1. Create/Assign Service Principal
Account Console
- Log into the Databricks Account Console.
- Go to “User management” > “Service principals” > “Add service principal”, enter details, and add.
Workspace
- Go to Workspace UI > Settings > Identity and Access > Manage > Add Service Principal.
2. Grant Permissions and Generate Token/Secret
- Assign roles (User/Manager) and required entitlements.
- Generate OAuth secret or Personal Access Token (PAT) for API usage.
3. Authenticate with cURL for Databricks REST APIs
Example: Create a Personal Access Token for Service Principal
bashcurl -X POST \
https://<databricks-instance>/api/2.0/token-management/on-behalf-of/tokens \
--header "Content-Type: application/json" \
--header "Authorization: Bearer <ADMIN_PERSONAL_ACCESS_TOKEN>" \
--data '{
"principal": "<service-principal-id>",
"comment": "Token for service principal automation"
}'
You need an admin token or OAuth for initial API access. The returned token is your service principal’s API credential.

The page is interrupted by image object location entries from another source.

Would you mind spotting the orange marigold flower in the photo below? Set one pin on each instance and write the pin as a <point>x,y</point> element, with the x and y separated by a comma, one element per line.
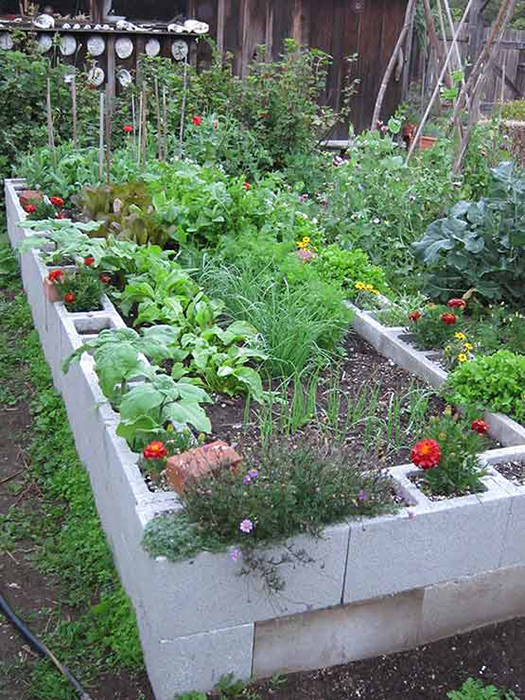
<point>426,454</point>
<point>155,450</point>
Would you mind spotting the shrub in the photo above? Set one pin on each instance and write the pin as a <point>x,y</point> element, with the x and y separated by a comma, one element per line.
<point>495,382</point>
<point>448,454</point>
<point>480,245</point>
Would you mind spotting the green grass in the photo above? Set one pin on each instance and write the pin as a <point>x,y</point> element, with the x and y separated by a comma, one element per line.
<point>69,543</point>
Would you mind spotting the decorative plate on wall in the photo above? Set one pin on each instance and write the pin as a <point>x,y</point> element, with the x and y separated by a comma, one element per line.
<point>6,41</point>
<point>153,48</point>
<point>124,77</point>
<point>45,42</point>
<point>68,45</point>
<point>179,49</point>
<point>96,76</point>
<point>124,47</point>
<point>96,45</point>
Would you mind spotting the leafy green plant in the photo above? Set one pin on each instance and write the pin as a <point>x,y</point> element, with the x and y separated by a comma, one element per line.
<point>475,689</point>
<point>495,382</point>
<point>284,490</point>
<point>347,267</point>
<point>435,325</point>
<point>480,245</point>
<point>80,289</point>
<point>448,454</point>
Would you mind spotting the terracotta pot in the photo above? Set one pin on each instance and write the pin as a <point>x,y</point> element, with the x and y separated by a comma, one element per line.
<point>50,291</point>
<point>427,142</point>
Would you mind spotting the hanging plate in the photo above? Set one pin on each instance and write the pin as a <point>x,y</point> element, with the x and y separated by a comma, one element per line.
<point>179,49</point>
<point>96,45</point>
<point>6,41</point>
<point>96,76</point>
<point>124,77</point>
<point>68,45</point>
<point>124,47</point>
<point>153,48</point>
<point>45,42</point>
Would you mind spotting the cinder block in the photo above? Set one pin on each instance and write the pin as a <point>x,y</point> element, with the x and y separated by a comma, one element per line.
<point>221,597</point>
<point>441,540</point>
<point>461,605</point>
<point>198,662</point>
<point>337,636</point>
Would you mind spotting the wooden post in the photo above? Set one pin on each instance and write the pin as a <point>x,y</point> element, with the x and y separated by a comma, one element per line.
<point>101,138</point>
<point>74,109</point>
<point>438,84</point>
<point>475,30</point>
<point>392,64</point>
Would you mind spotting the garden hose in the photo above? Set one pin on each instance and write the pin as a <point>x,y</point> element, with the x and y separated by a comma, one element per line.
<point>38,646</point>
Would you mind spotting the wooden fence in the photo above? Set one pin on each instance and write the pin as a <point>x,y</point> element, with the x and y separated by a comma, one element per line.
<point>508,67</point>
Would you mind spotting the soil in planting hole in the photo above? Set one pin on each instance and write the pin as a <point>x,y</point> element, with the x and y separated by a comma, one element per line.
<point>513,471</point>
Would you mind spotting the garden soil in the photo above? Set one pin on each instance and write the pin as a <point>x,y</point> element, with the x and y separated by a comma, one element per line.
<point>495,654</point>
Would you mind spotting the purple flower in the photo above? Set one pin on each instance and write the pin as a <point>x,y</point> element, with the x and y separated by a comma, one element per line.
<point>246,526</point>
<point>235,554</point>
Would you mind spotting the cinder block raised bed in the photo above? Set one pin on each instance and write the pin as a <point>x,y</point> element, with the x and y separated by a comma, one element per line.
<point>375,585</point>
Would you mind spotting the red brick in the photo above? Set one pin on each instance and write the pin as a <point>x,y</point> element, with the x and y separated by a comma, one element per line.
<point>203,460</point>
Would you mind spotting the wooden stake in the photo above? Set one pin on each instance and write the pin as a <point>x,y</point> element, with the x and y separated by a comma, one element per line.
<point>438,84</point>
<point>74,109</point>
<point>165,119</point>
<point>391,65</point>
<point>183,106</point>
<point>50,128</point>
<point>159,125</point>
<point>101,138</point>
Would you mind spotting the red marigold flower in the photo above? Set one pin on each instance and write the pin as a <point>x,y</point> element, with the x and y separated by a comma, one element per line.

Example: Use Service Principal to List Databricks Jobs
(Assume <SP_PAT>
is the token generated for the service principal)
bashcurl -X GET \
https://<databricks-instance>/api/2.1/jobs/list \
--header "Authorization: Bearer <SP_PAT>"
4. Create and Use Storage Credential (Advanced Example)
For Unity Catalog or storage integration, you may need to create a storage credential with service principal for secure access.
bashcurl -X POST \
https://<databricks-instance>/api/2.1/unity-catalog/storage-credentials \
-d '{
"name": "sp-credential",
"azure_service_principal": {
"directory_id": "<tenant-id>",
"application_id": "<sp-client-id>",
"client_secret": "<sp-client-secret>"
},
"skip_validation": false
}'
This sets up data access using the service principal identity.
Summary Table: Service Principal Use Cases
Level | Use Case Examples |
---|---|
Account Console | Workspace automation, global governance, CI/CD |
Workspace | Data access, job automation, scheduled pipelines |
To use service principals in Databricks:
- Register and assign them at account or workspace level.
- Grant relevant permissions/entitlements.
- Generate a token for API authentication.
- Execute REST API calls securely with cURL—ideal for automation, integration, and stable orchestration of Databricks resources.